18, Eliminate quotations. As Ralph Waldo Emerson once said: “I hate quotations. Tell me what you know.”

19, Profanity sucks.

20, Understatement is always best.

21, One-word sentences? Eliminate.

22, Analogies in writing are like feathers on a snake.

23, The passive voice is to be avoided.

24, Avoid colloquialisms … at all costs.

25, Even if a mixed metaphor sings, it should be derailed.

26, It behooves us to avoid archaic expressions.

27, Avoid archaeic spellings too.

28, Don’t repeat yourself, or say again what you have said before.

29, Don’t use commas, that, are not, necessary.

30, Avoid hyperbole; only one in a million can do it effectively.

31, Never use a big word when a diminutive alternative would suffice.

32, Subject and verb always has to agree.

33, Placing a comma between subject and predicate, is not correct.

35, Use youre spell cheque appllication to avoid mispeling and to catch typograhpical errars.

36, Poofread carefully to see if you any words out.

37, Don’t repeat yourself, or say again what you have said before.

38, Always end a sentence with a full stop

39, Use the apostrophe in it’s proper place and omit it when its not needed.

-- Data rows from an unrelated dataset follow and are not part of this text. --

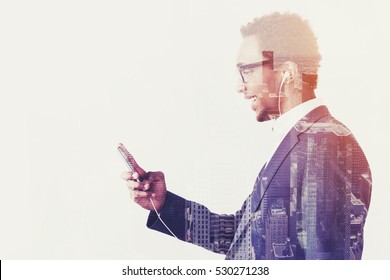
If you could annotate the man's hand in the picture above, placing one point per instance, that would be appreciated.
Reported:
(151, 186)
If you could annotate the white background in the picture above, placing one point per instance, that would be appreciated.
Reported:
(77, 77)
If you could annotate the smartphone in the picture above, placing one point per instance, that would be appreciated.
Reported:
(127, 157)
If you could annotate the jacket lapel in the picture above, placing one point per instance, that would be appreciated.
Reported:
(283, 151)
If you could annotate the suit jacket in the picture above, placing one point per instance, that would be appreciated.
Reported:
(310, 201)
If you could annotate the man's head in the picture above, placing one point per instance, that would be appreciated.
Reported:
(272, 46)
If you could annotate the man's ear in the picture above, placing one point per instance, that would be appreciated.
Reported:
(288, 71)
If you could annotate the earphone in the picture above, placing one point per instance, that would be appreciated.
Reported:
(286, 75)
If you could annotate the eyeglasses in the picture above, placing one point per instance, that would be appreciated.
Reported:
(246, 70)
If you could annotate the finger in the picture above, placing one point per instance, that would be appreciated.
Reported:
(129, 175)
(134, 185)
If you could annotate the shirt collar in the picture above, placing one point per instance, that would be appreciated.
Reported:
(285, 122)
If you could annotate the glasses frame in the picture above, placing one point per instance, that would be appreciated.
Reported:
(244, 67)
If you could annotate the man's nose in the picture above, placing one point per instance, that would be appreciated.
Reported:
(240, 87)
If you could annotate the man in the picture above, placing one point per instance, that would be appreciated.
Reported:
(310, 199)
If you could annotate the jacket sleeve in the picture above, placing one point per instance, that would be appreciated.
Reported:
(195, 223)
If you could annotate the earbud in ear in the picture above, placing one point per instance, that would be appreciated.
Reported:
(286, 75)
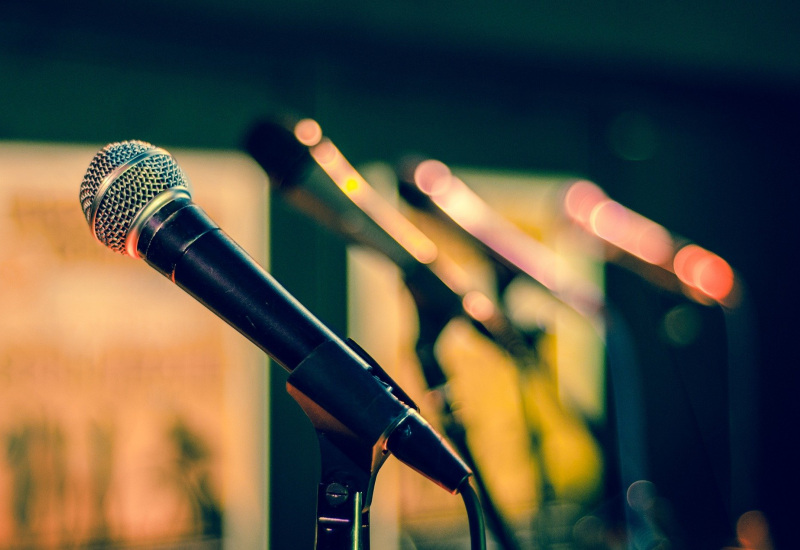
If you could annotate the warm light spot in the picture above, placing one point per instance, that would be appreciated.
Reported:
(580, 200)
(478, 306)
(351, 185)
(654, 244)
(752, 531)
(705, 271)
(715, 277)
(432, 177)
(325, 152)
(308, 132)
(359, 191)
(609, 220)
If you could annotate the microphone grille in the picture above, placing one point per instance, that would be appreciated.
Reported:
(121, 180)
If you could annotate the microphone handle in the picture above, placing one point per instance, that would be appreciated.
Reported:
(183, 243)
(180, 241)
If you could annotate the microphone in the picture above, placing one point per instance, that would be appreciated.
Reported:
(137, 201)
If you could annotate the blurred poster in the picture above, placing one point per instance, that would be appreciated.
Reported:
(129, 414)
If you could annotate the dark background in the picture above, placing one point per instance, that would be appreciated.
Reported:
(687, 114)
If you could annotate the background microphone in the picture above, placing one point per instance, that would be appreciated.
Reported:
(137, 201)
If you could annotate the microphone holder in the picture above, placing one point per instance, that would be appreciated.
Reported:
(348, 467)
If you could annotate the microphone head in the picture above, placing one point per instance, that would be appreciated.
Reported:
(120, 184)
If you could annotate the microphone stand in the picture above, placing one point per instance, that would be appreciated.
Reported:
(348, 466)
(431, 324)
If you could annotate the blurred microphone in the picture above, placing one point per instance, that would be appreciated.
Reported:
(431, 186)
(632, 241)
(315, 177)
(647, 248)
(137, 201)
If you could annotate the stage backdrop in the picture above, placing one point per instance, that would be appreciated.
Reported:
(129, 414)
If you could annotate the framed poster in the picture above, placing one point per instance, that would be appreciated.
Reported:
(129, 414)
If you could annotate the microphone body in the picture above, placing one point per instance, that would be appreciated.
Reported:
(150, 209)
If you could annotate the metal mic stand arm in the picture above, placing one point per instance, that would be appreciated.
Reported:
(348, 466)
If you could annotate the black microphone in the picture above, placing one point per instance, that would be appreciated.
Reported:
(310, 172)
(137, 201)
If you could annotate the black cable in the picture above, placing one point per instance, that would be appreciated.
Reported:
(477, 531)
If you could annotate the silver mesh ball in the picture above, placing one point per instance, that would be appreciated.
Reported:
(129, 192)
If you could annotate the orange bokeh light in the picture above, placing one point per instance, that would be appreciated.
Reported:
(478, 306)
(308, 132)
(432, 177)
(705, 271)
(581, 198)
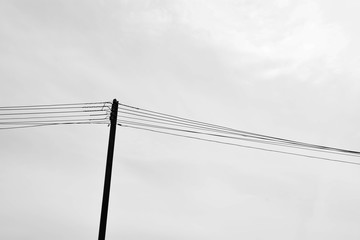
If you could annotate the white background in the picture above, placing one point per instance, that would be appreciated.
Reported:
(277, 67)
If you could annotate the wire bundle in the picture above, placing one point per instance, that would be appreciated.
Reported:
(142, 119)
(13, 117)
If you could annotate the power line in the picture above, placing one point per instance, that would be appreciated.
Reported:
(167, 119)
(243, 146)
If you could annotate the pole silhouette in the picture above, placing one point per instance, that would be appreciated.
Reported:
(109, 161)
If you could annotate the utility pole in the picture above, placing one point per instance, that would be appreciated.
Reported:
(109, 161)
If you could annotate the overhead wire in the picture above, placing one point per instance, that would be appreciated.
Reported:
(152, 119)
(191, 123)
(13, 117)
(224, 136)
(244, 146)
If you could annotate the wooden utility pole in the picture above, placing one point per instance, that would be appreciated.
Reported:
(109, 161)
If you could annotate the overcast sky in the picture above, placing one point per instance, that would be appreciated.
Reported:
(287, 68)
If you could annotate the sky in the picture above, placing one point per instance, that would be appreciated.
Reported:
(284, 68)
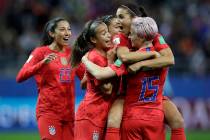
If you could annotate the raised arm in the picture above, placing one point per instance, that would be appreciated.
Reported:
(166, 59)
(98, 72)
(32, 65)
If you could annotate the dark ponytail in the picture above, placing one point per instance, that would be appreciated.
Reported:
(143, 12)
(50, 27)
(83, 42)
(133, 10)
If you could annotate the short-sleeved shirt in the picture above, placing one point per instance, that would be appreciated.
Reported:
(96, 104)
(55, 83)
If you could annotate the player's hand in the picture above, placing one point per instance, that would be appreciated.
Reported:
(85, 57)
(49, 58)
(156, 54)
(111, 55)
(107, 88)
(134, 68)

40, Don’t never use no double negatives.

41, Hopefully, you are learning to use words correctly, irregardless of how others use them.

42, Eschew obfuscation.

43, No sentence fragments.

44, Don’t indulge in sesquipedalian lexicological constructions.

45, A writer must not shift your point of view.

46, Don’t overuse exclamation marks!!

47, Place pronouns as close as possible, especially in long sentences, as of 10 or more words, to their antecedents.

48, Everyone should be careful to use a singular pronoun with singular nouns in their writing.

49, If you reread your work, you can find on rereading a great deal of repetition can be by rereading and editing.